The report also shows that bullying and other nonfatal crimes have greatly decreased as well. The number of public schools reporting regular bullying fell to 16 percent in 2014 from 29 percent in 2000. Middle school students were more likely to be bullied than high school or elementary school students. The number of students who reported falling victim to nonfatal crimes, like theft and assault, has decreased 82 percent since 1992.

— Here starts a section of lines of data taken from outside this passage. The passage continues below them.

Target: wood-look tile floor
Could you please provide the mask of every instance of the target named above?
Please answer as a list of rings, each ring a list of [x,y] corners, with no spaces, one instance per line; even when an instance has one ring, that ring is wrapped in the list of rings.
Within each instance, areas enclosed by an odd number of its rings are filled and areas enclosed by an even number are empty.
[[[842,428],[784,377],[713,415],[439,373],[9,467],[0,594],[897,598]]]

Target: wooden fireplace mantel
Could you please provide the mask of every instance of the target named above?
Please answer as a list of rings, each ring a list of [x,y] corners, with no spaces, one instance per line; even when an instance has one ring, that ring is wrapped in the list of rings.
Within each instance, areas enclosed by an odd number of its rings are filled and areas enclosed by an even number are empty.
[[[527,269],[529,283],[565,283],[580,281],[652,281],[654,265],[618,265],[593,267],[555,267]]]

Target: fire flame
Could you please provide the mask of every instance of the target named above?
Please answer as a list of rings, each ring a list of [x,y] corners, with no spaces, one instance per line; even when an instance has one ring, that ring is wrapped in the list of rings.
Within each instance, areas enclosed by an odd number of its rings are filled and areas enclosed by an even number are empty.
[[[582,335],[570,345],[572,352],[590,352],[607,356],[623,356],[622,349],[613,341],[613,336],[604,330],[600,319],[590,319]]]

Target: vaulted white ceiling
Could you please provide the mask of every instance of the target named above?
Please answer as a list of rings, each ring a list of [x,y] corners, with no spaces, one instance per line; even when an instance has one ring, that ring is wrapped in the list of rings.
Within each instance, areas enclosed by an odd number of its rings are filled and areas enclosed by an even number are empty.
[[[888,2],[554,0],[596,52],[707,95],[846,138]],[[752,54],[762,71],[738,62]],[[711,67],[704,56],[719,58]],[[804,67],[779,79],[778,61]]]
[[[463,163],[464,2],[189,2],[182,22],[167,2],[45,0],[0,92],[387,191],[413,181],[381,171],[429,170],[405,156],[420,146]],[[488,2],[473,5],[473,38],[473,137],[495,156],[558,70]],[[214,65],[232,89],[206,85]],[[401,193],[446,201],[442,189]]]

Over the years, school security measures and training have increased considerably. In the 2013- 2014 school year, 75 percent of public schools reported using security cameras. This is up from only 19 percent during the 1999-2000 school year. Nearly 90 percent of schools report that they have official plans in place in the event of a shooting and more than 9 in 10 controlled access to their buildings. Schools are also now requiring students to wear IDs and have mandated dress codes to try to make their campuses safer

These measures seems to be having an effect on students’ perception of their safety at school. According to the report, the percentage of students who reported being afraid of attack or harm at school or on the way to and from school fell from 12 percent in 1995 to 3 percent in 2013. However, parents still cite school safety as one of their top concerns. A survey by polling organization Gallup found that about 29 percent of parents polled say that they fear for their child’s physical safety while they are at school.